The critical paradigm is “based on subjective epistemology” (Travers, 2010, p. 18). This means that the suffering of the oppressed individuals forms the basis of knowledge. The communities that lived in the Mackenzie region depended on the environment for their livelihood (Berger, 1988, p. 62). Thus the implementation of the project could have interfered with their economic activities. Their collective subjection formed the basis of knowledge about the potential negative impacts of the project (Travers, 2010, p. 18). According to the critical paradigm the value of truth is based on the “ability of knowledge to emancipate oppressed individuals” (Travers, 2010, p. 19). Thus it is the expected suffering that prompted the locals to oppose the project. According to the paradigm, social science should focus on solving social problems through dialogue (Travers, 2010, p. 19). It is for this reason that the inquiry considered the views of all parties in order to find a lasting solution.
The critical paradigm helps in understanding the subject of the inquiry in three ways. First, the concept of class consciousness reveals the fact that the implementation of the project could have led to inequality and poverty among the locals. Second, the dialogue approach helps in understanding the fact that the various parties had different views concerning the pipeline project (Berger, 1988, p. 122). Consequently, the inquiry was meant to utilize the various views of the concerned parties to find a lasting solution.
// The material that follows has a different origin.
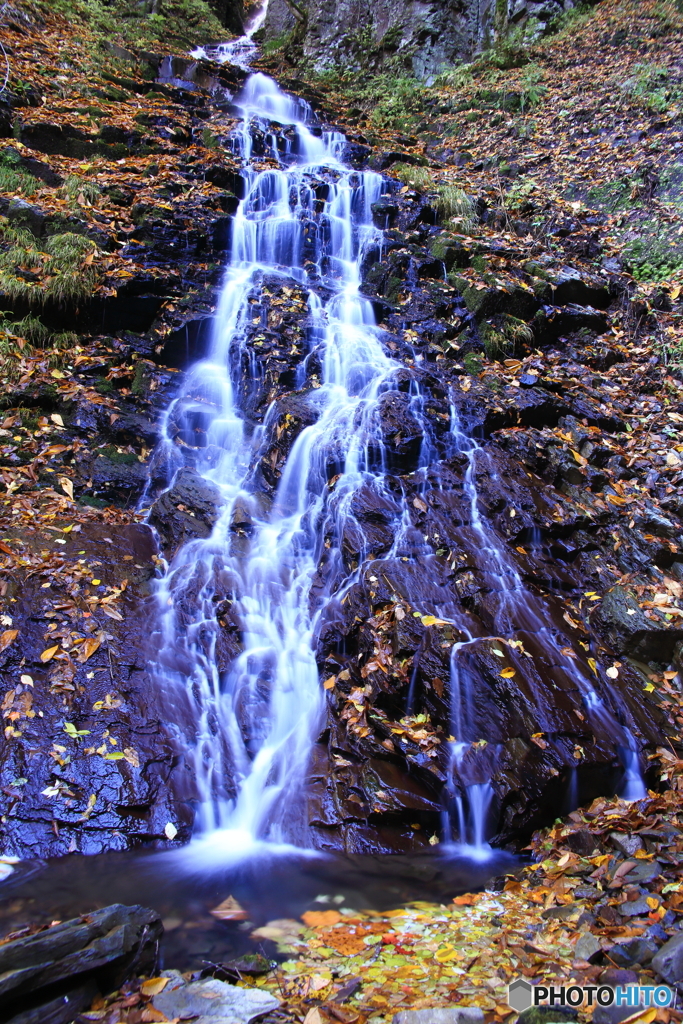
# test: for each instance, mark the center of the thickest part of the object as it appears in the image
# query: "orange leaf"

Finally, the critical paradigm clarifies the fact that occurrences or problems in the social world are created by the community. The powerful use their resources to exploit the poor and this leads to problems such as inequality, class conflict and the degradation of the environment.
Berger, T. (1988). Northern frontier northern homeland. Toronto: Simon Fraser University.
Smith, L. (1999). Decolonizing methodology. London: Zed Books.
Travers, A. (2010). The philosophy of the social sciences. Burnaby, BC: Simon Fraser University.